The advances in technology created the ability for individual farmers to operate on more acres. A farmer who could cover 40 acres of land with a crew could now do five times that much with equipment. Chavez’ intentional disruption of the farm labor supply ultimately resulted in less demand for those he represented, but it also led to fewer farmers needed to continue to feed the world.
When I was a freshman in college in autumn of 1974 (about the time Cesar Chavez was really hitting his stride) there was a conference at UC Davis of “eight distinguished UC scientists” who predicted that by 1985 the world’s population would overwhelm our capacity to produce food. A terrible world-wide famine would result- even to the point of impacting the United States. As usual, the news was intentionally alarmist. Personally, I saw it as opportunity, and switched from studying medicine to studying food production. I reasoned that if a food shortage was imminent then those who could provide solutions would be most appreciated.
What I missed was exactly what the “experts” missed. We didn’t factor in the idea that as problems crop up many people are inspired to find solutions. Since 1974 when that grim forecast was made, and Cesar Chavez threatened to disrupt the supply of farm labor, farming systems were developed that opened the door to large-scale, ultra-efficient farming with a small labor requirement. And their production per acre went up as their labor requirement fell.
Cesar Chavez definitely got more for the farm workers. He got lettuce growers to provide long handled hoes so workers wouldn’t have to bend over all day as they weeded. When this change was made many workers actually grabbed the long-handled hoes by the neck and bent over to weed the fields anyway. He got Delano table-grape pickers a raise of about 60%. And he got farm workers the right to band together to demand more whenever they felt the need.
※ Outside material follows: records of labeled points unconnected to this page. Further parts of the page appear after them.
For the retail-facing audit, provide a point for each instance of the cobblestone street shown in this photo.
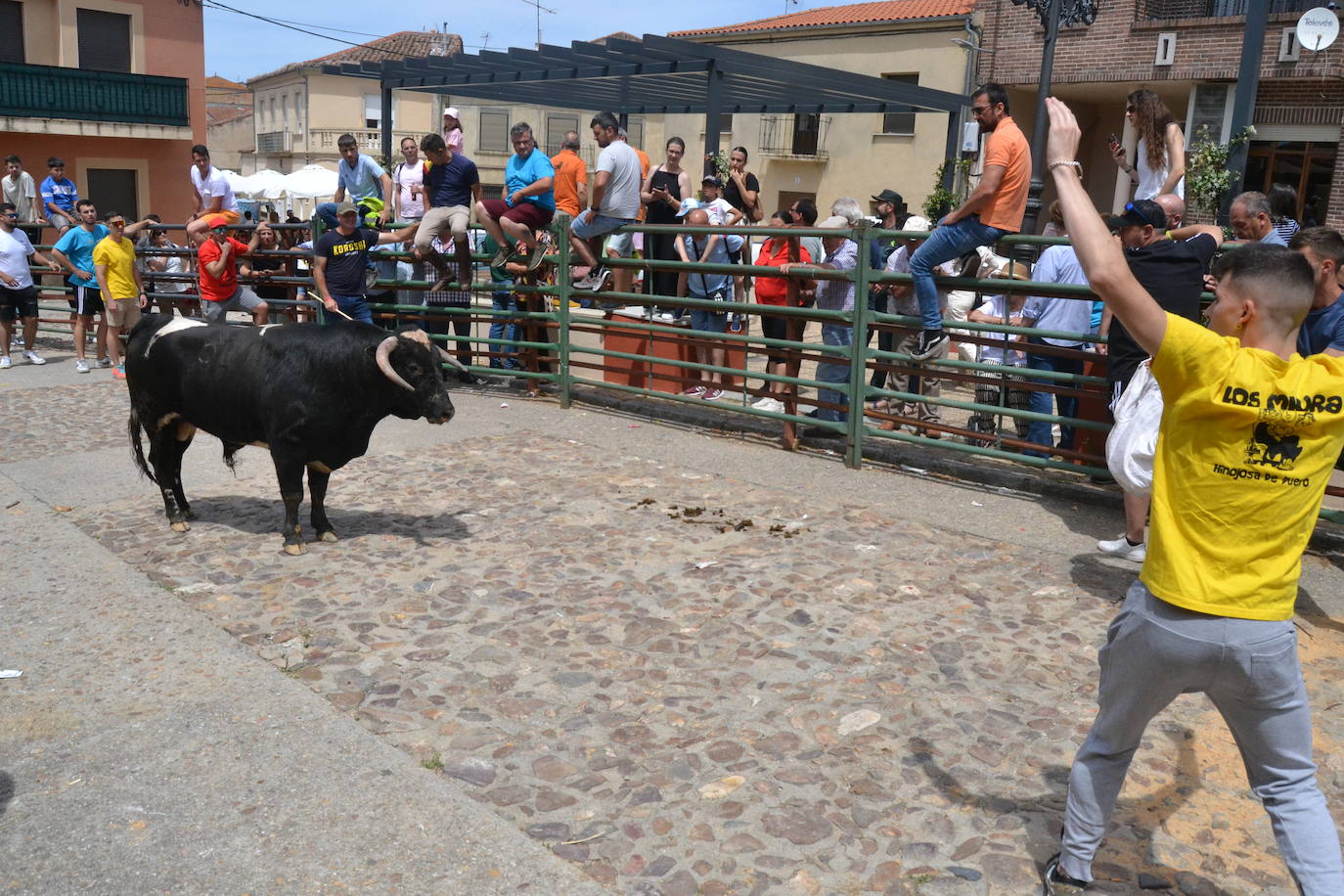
(687, 683)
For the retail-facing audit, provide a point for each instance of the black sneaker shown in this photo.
(1056, 882)
(930, 342)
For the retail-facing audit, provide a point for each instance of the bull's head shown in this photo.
(410, 362)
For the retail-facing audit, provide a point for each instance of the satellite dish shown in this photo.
(1318, 28)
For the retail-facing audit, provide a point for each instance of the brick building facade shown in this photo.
(1188, 51)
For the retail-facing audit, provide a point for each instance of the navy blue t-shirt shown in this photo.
(450, 184)
(1322, 330)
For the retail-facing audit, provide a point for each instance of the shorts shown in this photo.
(622, 245)
(527, 214)
(589, 225)
(711, 321)
(22, 302)
(243, 299)
(86, 301)
(775, 327)
(435, 220)
(122, 312)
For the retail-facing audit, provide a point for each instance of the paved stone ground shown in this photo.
(689, 683)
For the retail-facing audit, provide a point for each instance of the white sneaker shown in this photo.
(769, 405)
(1124, 550)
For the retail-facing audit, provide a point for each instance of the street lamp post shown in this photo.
(1053, 15)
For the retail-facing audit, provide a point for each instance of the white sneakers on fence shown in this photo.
(1124, 550)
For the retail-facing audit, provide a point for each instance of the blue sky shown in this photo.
(241, 47)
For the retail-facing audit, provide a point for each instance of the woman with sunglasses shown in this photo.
(1160, 155)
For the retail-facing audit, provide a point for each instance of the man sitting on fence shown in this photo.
(840, 254)
(1249, 434)
(340, 258)
(452, 187)
(916, 381)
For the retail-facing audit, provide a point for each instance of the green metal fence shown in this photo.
(617, 347)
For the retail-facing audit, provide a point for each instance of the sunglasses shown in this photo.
(1136, 209)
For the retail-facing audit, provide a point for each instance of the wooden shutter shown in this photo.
(104, 40)
(11, 24)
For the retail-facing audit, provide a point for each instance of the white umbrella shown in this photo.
(311, 182)
(236, 180)
(263, 184)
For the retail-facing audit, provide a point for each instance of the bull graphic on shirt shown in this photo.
(1273, 445)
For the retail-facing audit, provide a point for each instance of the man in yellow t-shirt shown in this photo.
(1249, 434)
(122, 291)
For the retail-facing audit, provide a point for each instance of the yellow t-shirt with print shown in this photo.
(119, 259)
(1245, 452)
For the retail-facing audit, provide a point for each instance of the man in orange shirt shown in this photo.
(570, 176)
(992, 209)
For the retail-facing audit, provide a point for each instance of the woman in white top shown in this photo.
(409, 204)
(1160, 164)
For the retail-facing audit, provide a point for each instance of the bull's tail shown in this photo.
(137, 449)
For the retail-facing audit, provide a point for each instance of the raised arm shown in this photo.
(1098, 252)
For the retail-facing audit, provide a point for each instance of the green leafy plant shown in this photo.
(721, 164)
(1207, 179)
(940, 199)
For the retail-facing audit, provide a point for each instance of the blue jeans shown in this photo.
(1249, 668)
(327, 211)
(500, 330)
(352, 305)
(1039, 431)
(945, 244)
(834, 371)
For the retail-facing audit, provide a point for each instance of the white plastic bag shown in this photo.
(1132, 443)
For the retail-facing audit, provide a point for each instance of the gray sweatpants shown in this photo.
(1249, 669)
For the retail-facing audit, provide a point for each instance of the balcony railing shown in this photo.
(50, 92)
(794, 136)
(1213, 8)
(276, 141)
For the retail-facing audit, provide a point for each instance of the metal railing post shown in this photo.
(562, 291)
(858, 349)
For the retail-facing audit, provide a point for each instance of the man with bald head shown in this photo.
(712, 250)
(1251, 219)
(1175, 208)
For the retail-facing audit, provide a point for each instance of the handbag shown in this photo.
(1132, 443)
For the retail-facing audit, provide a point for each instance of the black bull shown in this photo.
(309, 394)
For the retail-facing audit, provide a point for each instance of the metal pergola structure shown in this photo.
(654, 74)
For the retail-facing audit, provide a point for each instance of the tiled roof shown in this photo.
(223, 114)
(852, 14)
(402, 45)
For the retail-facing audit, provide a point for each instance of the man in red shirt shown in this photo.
(218, 270)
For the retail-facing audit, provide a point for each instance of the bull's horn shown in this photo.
(384, 363)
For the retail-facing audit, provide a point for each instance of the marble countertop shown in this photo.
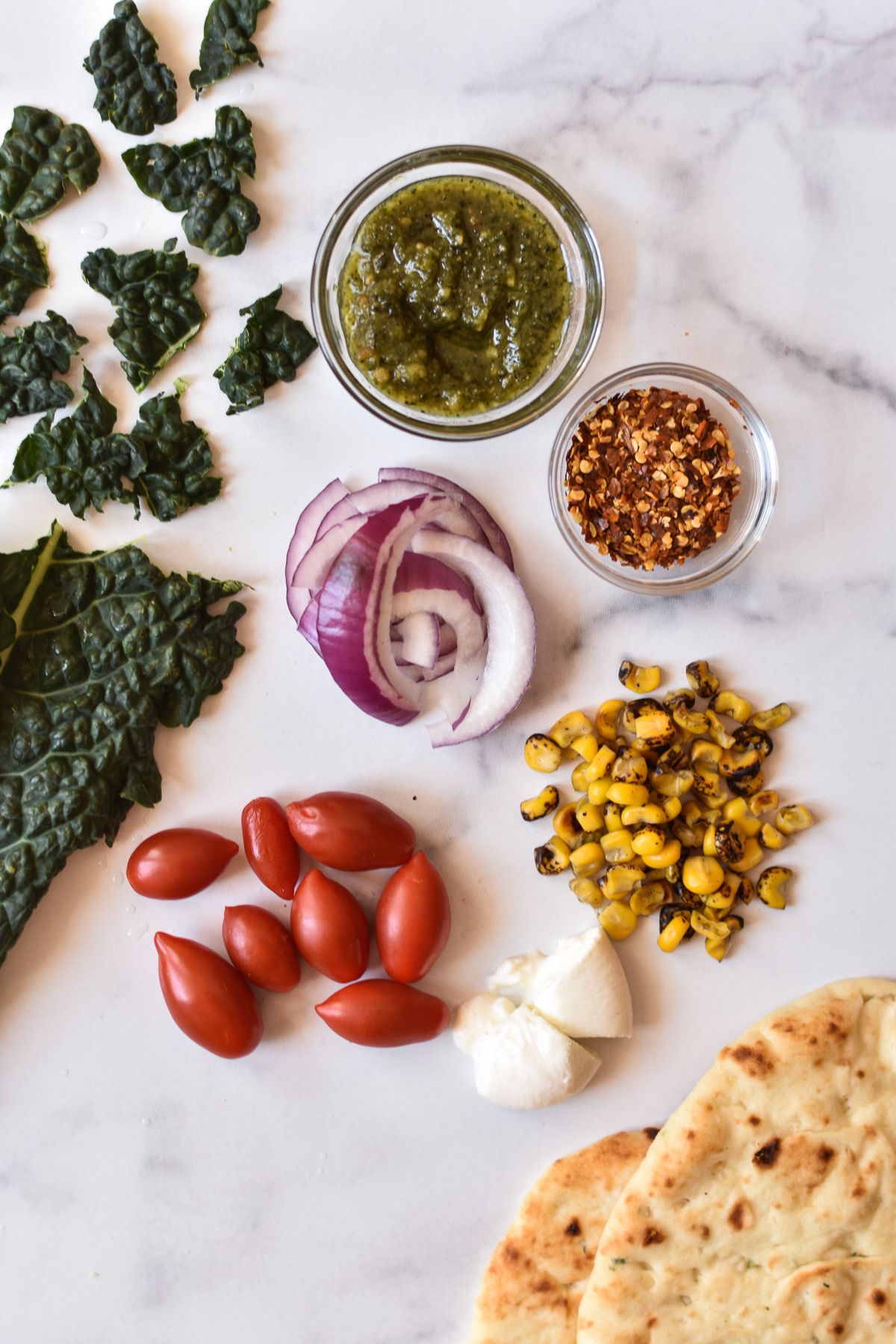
(736, 163)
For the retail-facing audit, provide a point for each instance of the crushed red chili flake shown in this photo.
(650, 477)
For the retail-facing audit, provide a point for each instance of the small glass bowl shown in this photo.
(750, 514)
(583, 262)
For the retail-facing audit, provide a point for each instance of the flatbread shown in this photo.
(531, 1289)
(766, 1209)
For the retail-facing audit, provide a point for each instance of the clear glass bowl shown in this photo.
(583, 262)
(750, 514)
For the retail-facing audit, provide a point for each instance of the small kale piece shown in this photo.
(270, 347)
(80, 456)
(23, 268)
(28, 359)
(136, 92)
(203, 179)
(38, 158)
(153, 297)
(96, 651)
(228, 26)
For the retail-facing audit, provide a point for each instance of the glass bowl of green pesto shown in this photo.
(458, 292)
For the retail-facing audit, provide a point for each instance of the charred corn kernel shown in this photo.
(770, 889)
(588, 892)
(612, 816)
(598, 792)
(649, 840)
(673, 933)
(702, 679)
(617, 846)
(568, 727)
(648, 898)
(753, 855)
(541, 753)
(586, 746)
(709, 927)
(771, 839)
(620, 880)
(649, 815)
(629, 768)
(702, 875)
(588, 859)
(606, 719)
(588, 816)
(618, 920)
(768, 719)
(541, 806)
(765, 801)
(738, 809)
(553, 856)
(638, 679)
(667, 856)
(628, 794)
(788, 820)
(718, 732)
(727, 702)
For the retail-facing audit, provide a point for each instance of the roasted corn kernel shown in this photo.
(638, 679)
(541, 753)
(770, 889)
(618, 920)
(702, 679)
(541, 806)
(553, 856)
(568, 727)
(788, 820)
(768, 719)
But the legacy we rarely see in his biographies was the huge impact he had on the mechanization of food production in California, and the resulting huge increases in productivity. His efforts ultimately resulted in people he was trying to help losing their jobs to machinery. Meanwhile food production from California skyrocketed and the imminent disaster of worldwide famine was averted. While others praise his accomplishments for farm workers (which ultimately was a failure) and his non-violent protests (I know many farm managers who were shot at or threatened with violence by Chavez’ followers) his real accomplishment was to curtail world hunger. For that I guess we should honor him by celebrating his birthday, even if it was by accident.